Pour son travail sur la période napoléonienne, Donald D. Horward a été décoré par les gouvernements français, américain et portugais, et reconnu par la République tchèque et par l’Espagne. Il a été élu à l’Académie portugaise d’histoire en décembre 1991, et l’année suivante, il a été décoré par le président du Portugal et nommé grand officier de l’ordre de l’Infant Dom Henrique (Prince Henri le Navigateur). En 2001, il a été honoré par l’Alliance napoléonienne en tant que premier boursier John Elting « pour ses contributions extraordinaires aux études napoléoniennes ». Bien qu’il soit profondément honoré par ces récompenses, Donald D. Horward a reçu ses récompenses les plus prestigieuses du gouvernement français, en étant nommé Chevalier (1984), Officier (1992) et Commandeur (2001) de l’Ordre des Palmes académiques, un ordre établi par Napoléon en 1808 pour ses contributions aux études historiques et aux sciences. En 2002, le gouvernement français a reconnu ses contributions au domaine des études napoléoniennes en le nommant Chevalier de la Légion d’Honneur, la plus haute distinction civile française, créée par Napoléon en 1802. Lors d’une cérémonie émouvante à l’Académie militaire américaine de West Point, le général Jean-Philippe Douin, grand chancelier de la Légion d’honneur, a représenté la République française et le président Jacques Chirac, pour la remise de la distinction. Donald D. Horward a déclaré plus tard que « la Légion d’Honneur est la médaille de Napoléon, des présidents de la France et des héros des champs de bataille, mais c’est aussi la médaille de Marie Curie, de Louis Pasteur, de Victor Hugo, de George Sand et de Goethe ». Il a poursuivi : « Pour moi, c’est la médaille la plus importante du monde, et c’est un lien direct avec Napoléon lui-même ; pour moi, c’est le rêve impossible devenu réalité ».
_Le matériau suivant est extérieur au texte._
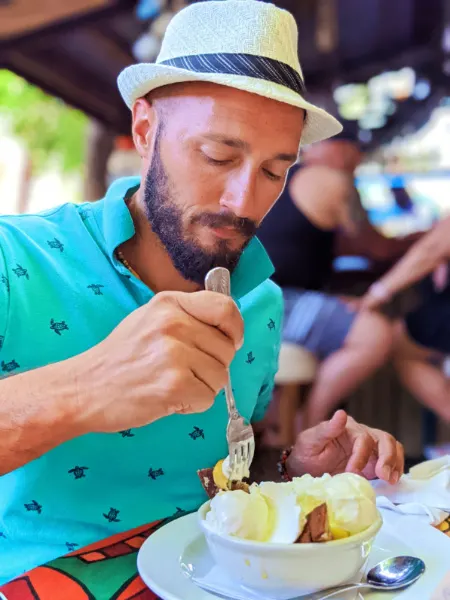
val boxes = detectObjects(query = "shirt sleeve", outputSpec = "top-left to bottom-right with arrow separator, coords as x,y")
252,288 -> 284,423
0,241 -> 10,355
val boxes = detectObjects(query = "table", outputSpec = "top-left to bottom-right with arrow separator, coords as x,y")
0,516 -> 450,600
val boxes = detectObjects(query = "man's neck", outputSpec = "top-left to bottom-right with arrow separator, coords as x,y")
119,191 -> 200,294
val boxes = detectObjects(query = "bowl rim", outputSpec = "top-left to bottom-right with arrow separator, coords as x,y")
197,500 -> 383,553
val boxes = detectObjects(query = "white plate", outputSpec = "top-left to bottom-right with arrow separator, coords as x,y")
137,513 -> 450,600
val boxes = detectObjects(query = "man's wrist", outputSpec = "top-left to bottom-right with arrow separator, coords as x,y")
369,281 -> 392,302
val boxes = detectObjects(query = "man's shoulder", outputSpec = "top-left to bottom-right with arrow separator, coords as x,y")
0,202 -> 100,247
241,279 -> 283,310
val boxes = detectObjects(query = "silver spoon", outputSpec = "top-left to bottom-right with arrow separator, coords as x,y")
187,556 -> 425,600
310,556 -> 425,600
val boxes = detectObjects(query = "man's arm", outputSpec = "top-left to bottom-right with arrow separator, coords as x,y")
336,184 -> 423,261
363,217 -> 450,308
0,357 -> 87,475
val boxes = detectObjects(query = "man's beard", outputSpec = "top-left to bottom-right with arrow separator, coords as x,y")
144,130 -> 257,285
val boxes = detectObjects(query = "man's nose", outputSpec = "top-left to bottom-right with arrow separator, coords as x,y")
220,167 -> 259,222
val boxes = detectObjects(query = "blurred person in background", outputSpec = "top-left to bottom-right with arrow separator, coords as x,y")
361,217 -> 450,422
258,134 -> 416,426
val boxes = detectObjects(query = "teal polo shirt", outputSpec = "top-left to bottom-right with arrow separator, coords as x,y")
0,178 -> 282,583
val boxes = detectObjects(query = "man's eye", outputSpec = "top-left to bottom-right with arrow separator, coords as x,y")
263,169 -> 283,181
204,154 -> 231,167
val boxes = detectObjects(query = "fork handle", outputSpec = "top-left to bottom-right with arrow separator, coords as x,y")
205,267 -> 239,419
225,380 -> 239,419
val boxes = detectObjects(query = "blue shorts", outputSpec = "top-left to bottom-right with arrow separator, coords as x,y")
283,288 -> 356,360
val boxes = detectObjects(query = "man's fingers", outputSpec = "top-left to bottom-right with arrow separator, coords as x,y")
345,433 -> 375,475
375,430 -> 397,483
319,410 -> 348,441
392,442 -> 405,483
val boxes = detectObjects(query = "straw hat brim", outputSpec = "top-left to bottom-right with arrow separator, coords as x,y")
118,63 -> 342,146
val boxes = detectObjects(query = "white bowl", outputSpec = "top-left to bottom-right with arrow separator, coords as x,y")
198,501 -> 382,600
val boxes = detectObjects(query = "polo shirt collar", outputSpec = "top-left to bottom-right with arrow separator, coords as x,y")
103,177 -> 275,300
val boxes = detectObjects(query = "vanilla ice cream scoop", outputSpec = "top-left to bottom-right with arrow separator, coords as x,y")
320,473 -> 378,538
206,482 -> 306,544
206,490 -> 269,541
256,482 -> 306,544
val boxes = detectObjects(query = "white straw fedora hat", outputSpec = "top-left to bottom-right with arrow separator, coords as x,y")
118,0 -> 342,144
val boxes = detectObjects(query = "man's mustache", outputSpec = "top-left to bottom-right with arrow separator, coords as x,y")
191,212 -> 258,238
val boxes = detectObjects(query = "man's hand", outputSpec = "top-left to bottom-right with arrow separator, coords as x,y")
286,410 -> 404,483
76,292 -> 243,433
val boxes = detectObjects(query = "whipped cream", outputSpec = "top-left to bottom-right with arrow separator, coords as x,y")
206,474 -> 378,544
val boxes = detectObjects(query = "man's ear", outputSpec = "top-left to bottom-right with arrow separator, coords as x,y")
132,98 -> 157,158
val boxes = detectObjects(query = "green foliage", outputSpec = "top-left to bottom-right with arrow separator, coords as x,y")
0,69 -> 88,172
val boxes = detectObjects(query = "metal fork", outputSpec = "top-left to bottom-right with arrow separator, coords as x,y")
205,267 -> 255,481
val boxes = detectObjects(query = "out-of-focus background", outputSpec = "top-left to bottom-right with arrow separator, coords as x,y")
0,0 -> 450,464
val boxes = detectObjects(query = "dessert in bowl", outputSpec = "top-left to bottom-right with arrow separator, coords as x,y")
198,464 -> 382,600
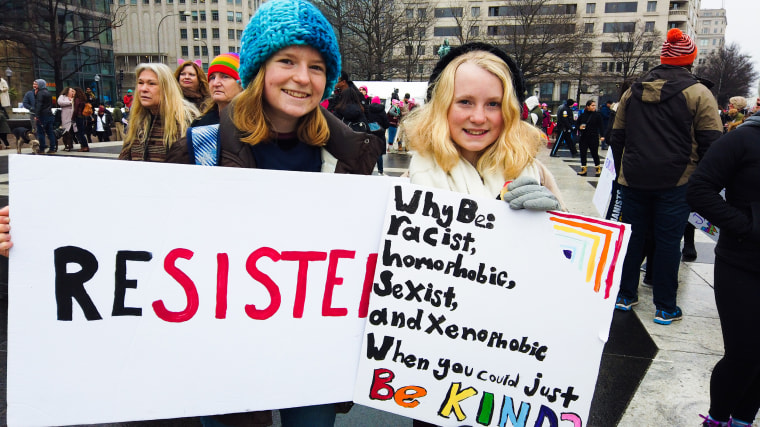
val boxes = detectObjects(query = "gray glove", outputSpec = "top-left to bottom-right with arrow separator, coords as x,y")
501,177 -> 560,211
Tous ceux qui ont étudié sous la direction de Donald D. Horward ou qui ont travaillé en étroite collaboration avec lui savent qu’il était dur, exigeant et parfois sévère avec ses étudiants diplômés parce qu’il voulait que nous donnions le meilleur de nous-mêmes. Parfois, il nous dirigeait comme un beau-père sévère, mais lorsqu’il s’agissait de veiller sur nous, tant sur le plan personnel que professionnel, il était comme un gentil grand-père. Il était un ami, une figure paternelle et un modèle pour nous. Il nous a appris à enseigner et à être des chercheurs ; il nous a protégés tout en nous poussant hors du nid pour que nous fassions notre premier vol instable dans les salles intimidantes des archives européennes ; il nous a fait bénéficier de son réseau international pour que nous puissions nous développer professionnellement ; il a ri et pleuré avec nous ; il était plus grand que nature. Un géant parmi les nains.

Cela me dérangeait que son nom ne soit pas mentionné aux côtés de Rothenberg, de Connelly, de Lynn et de Chandler, et j’ai toujours souhaité qu’il ait écrit le dernier mot sur Napoléon pour s’élever au-dessus d’eux. Ce n’est que lorsque je suis devenu moi-même un superviseur de thèse que j’ai vraiment compris la magnanimité de Donald D. Horward. Mes six étudiants de doctorat font pâle figure face aux 48 de Donald D. Horward, mais chaque fois que je lis la première, la deuxième ou même la troisième ébauche d’une de leurs thèses, je pense au Dr Horward, assis dans son fauteuil de lecture d’époque, en train de réviser la première, la deuxième et parfois la troisième ébauche de l’une de ces 48 thèses, sans parler des thèses de maîtrise, des documents de conférence, des lettres de candidature pour des emplois ou des bourses qu’il a gracieusement rédigés pour nous, mais des innombrables autres choses qui avaient trait à nous, ses étudiants, et non à lui ou à ses recherches. Quel immense cadeau il nous a fait ; beaucoup de directeurs de thèse ont fait passer leurs propres recherches avant les besoins de leurs étudiants. Jamais Donald D. Horward. Pendant des décennies, il a sacrifié ses propres recherches et son érudition pour lire nos mémoires et nos thèses. « Doktorvater » (littéralement père de docteur) est vraiment un terme approprié pour décrire Donald D. Horward, car il a légué une partie de lui-même à chacun d’entre nous. Nous serons toujours reconnaissants pour tout ce que le DDH a fait pour nous et nous chérirons toujours le souvenir de notre parcours avec lui.